Venham, a sério! Deixem o que por aí têm, nesses grandes da Europa. É que nós, por cá, temos um futebol em crescimento e com uma competitividade interessante. Veja-se que até temos os dois primeiros separados por apenas um ponto. Por aí não há competitividade desta.
Venham, sem receios! Já repararam que agora temos grandes gerações a crescer? Os clubes estão a apostar nas equipas B, nas academias e nos jovens portugueses, como vocês saberão pelo que veem na seleção. E os treinadores apostam nos miúdos, é engraçado porque dá o dobro do entusiasmo aos adeptos.
Venham, que isto até está bem distribuído. O Chaves voltou à Liga e está em grande, o Boavista está de volta à ribalta a dar mais força ao Porto (cidade), o Arouca e o Tondela são boas lufadas de ar fresco, o Paços remodelou o estádio, o Rio Ave está numa de ser europeu, os dois grandes do Minho estão em duelo aceso pelo quarto posto, o próprio Marítimo está com um novo embalo de fazer inveja a muitos clubes. E o Portimonense deve subir, portanto voltará a haver futebol no Algarve.
Venham mesmo, que temos também grandes treinadores, avançados vários anos no tempo, com métodos inovadores, grandes ideias, futebol atrativo, potenciação do jogador.
Venham... ou então... esperem um pouco...
Pensando bem, aqui o futebol tem sido cada vez mais segundo plano.
Pensando bem, aqui um jogo faz os adeptos arrancarem cabelos pelo que... não se joga. O anti-jogo assume proporções ridículas, os jogadores têm um hábito terrível de terem maior instinto para a queda do que para a finta.
Pensando bem, aqui perde-se a cabeça (como em qualquer lado pode acontecer) e um murro tem muito mais consequências de novela do que de futebol. Uns agarram-se a isso até vomitarem argumentos, outros refugiam a culpa em casos de há não-sei-quantos-anos.

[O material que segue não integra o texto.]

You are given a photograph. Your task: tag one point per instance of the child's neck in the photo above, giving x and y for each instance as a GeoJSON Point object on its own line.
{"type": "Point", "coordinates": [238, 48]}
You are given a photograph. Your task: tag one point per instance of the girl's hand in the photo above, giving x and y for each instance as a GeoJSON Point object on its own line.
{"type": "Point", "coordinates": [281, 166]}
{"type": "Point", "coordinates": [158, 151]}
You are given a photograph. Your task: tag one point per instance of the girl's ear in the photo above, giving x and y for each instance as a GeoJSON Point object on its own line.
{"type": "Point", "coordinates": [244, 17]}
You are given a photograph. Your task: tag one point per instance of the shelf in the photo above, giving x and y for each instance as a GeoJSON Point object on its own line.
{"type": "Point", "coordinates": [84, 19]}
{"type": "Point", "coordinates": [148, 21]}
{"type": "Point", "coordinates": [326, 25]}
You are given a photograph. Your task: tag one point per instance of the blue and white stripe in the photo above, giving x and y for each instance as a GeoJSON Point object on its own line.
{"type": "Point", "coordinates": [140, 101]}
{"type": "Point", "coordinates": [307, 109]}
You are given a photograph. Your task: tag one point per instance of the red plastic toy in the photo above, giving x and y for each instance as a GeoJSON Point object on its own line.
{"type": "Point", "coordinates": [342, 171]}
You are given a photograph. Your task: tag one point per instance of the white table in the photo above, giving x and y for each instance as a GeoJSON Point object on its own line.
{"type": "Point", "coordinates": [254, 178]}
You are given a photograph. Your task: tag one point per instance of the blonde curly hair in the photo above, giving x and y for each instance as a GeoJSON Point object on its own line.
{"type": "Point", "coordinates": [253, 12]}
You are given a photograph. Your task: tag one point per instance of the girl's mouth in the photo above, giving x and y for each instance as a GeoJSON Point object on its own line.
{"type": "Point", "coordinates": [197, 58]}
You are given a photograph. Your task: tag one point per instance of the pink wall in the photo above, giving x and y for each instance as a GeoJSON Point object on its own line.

Pensando bem, aqui a comunicação social enfatiza quase tudo o que mexe e depois colhe os frutos. Ou então é o contrário, já que este deverá ser o único país no mundo onde um órgão nacional vê rejeitada uma eventual reportagem/entrevista num clube de escalões inferiores porque «é uma altura decisiva e isso pode mexer com a estabilidade do grupo». Já nem sei bem quem começou por ter culpa. Mas sei que os verdadeiros protagonistas, aqueles que andam lá dentro a correr atrás da bola e a suar a camisola, estão num trajeto inversamente proporcional no mediatismo em relação a vários dirigentes.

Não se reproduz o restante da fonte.